Patient Law: New Legal Field

Opinion

The recognition of patients as subjects of law dates back to the 1970s. Annas points out that “the idea that patients have rights was strange and even quixotic until the early seventies” [1]. At that historical moment, patients’ rights movements gradually began to change the healthcare landscape [1]. The civil rights movement in the United States, aligned with feminism and the activism of psychiatric hospital inpatients, has called into question the idea of medical power over the patient’s body and brought to light the ethical- legal obligation to respect the patients’ self-determination. Similarly, in the 1960s, consumer law movements embraced health issues and challenged medical paternalism [2]. In this context, the avant-garde publication in 1970 of the book The Patient as Person, written by the American bioethicist Paul Ramsey, draws attention, placing the patient not only as a decision maker but principally as the author of their life. The seventies also saw the adoption of the first Charter of Patients’ Rights, in the hospital sphere, by the American Hospital Association in 1973. This Charter was revised and replaced by the Partnership in Patient Care in 2001 [3]. In Europe, the movement for patients’ rights has drunk from the source of human rights, not only from the point of view of individuals but also from the social activisms in which they are inserted. Thus, before the 1970s, there was no demand for patients’ rights to be legally established.

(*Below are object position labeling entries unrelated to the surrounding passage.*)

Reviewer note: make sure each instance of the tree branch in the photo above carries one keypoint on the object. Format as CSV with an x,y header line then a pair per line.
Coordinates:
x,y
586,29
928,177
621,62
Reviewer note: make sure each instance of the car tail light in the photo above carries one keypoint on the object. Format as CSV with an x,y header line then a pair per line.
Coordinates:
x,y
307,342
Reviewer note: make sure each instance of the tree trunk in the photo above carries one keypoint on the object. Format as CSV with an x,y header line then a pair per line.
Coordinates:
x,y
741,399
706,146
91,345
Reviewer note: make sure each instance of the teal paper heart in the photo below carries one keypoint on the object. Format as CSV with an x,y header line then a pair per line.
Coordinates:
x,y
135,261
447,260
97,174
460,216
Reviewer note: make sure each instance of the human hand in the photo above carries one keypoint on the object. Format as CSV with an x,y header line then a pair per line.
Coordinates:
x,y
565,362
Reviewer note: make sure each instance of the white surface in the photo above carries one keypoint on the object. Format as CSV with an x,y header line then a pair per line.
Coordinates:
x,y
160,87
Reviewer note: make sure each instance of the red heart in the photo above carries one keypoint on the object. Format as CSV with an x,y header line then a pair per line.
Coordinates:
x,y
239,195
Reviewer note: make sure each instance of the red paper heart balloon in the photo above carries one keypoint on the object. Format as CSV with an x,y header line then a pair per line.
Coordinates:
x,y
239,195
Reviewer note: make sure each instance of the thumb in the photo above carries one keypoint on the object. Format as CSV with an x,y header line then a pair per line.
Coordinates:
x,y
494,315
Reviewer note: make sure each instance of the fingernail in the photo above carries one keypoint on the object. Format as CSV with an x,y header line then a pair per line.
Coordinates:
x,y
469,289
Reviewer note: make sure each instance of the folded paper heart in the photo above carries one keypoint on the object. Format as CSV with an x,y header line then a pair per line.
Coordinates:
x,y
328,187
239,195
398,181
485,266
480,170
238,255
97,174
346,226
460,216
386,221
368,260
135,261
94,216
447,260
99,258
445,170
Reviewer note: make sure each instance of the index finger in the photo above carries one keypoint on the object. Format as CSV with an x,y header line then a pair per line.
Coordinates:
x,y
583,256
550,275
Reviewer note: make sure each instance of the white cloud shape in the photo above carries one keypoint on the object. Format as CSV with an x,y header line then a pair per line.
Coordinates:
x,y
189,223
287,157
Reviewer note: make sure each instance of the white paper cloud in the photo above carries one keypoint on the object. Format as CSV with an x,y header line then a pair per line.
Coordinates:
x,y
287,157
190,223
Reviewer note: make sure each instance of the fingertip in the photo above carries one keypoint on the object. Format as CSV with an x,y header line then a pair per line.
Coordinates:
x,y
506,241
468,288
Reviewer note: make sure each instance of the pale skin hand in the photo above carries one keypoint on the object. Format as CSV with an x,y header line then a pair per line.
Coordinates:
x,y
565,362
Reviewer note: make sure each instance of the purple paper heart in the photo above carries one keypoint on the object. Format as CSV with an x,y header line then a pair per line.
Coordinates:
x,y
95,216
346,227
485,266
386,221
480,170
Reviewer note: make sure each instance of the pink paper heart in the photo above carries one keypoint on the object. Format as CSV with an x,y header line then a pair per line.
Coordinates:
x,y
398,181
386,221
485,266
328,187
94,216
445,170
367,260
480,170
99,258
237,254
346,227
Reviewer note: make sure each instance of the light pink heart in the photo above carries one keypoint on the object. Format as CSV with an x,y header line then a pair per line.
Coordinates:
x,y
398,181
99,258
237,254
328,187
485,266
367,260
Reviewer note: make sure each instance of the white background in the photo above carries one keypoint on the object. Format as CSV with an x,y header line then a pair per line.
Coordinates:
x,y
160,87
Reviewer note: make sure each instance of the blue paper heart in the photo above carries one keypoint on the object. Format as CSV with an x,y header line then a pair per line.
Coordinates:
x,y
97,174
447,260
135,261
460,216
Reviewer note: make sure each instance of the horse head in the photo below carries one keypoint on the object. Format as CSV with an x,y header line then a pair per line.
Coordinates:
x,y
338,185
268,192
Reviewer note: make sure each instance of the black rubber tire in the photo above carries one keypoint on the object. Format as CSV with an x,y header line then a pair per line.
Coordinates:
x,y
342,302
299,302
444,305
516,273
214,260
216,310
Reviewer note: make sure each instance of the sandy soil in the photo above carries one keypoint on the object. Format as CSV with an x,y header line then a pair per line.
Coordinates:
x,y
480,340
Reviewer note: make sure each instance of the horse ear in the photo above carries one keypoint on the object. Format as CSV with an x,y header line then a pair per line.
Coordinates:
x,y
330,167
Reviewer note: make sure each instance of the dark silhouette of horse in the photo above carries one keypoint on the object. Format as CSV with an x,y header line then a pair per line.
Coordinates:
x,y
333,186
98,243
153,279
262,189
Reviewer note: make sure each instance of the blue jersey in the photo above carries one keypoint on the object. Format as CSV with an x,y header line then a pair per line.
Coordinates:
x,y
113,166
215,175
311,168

The patients’ rights movements were based on two premises: a) individuals have rights that are not automatically withdrawn from them when they are admitted to a hospital or when they are in healthcare; b) most health professionals and health service providers fail to recognize these rights and protect them, and they limit their exercise. It is important to emphasize that these movements did not start from the idea that patients’ rights would entail an opposing view of the relationship with health professionals. But on the contrary, Opinion it was understood that the lack of care for patients’ rights led to the dissatisfaction of patients and their families and, consequently, to an adversarial relationship. The reason is that if health professionals and the patient acted in partnership, with mutual respect and understanding, the articulation of patients’ rights would improve this relationship [1].

Patients rights establish moral minimums in healthcare [4] because they are derived from human rights and are anchored in the human dignity of patients, which offers a comprehensive moral structure evoked to promote the well- being and self-determination of the patient. Thus, having the patient’s dignity as a guide of conduct imposes specific moral duties on the health professional, such as respecting and promoting patients’ self-determination and acting by the patient’s values, beliefs, and life plans. According to Andorno [5], the conception of dignity applied to the context of healthcare contributes to each patient being seen not only as someone who is sick but as a person, that is, a unique and irreplaceable human being, with their intrinsic value. This idea requires health professionals to consider the patient’s experiential knowledge, encompassing their personal history and life experiences that make them distinct from others [6].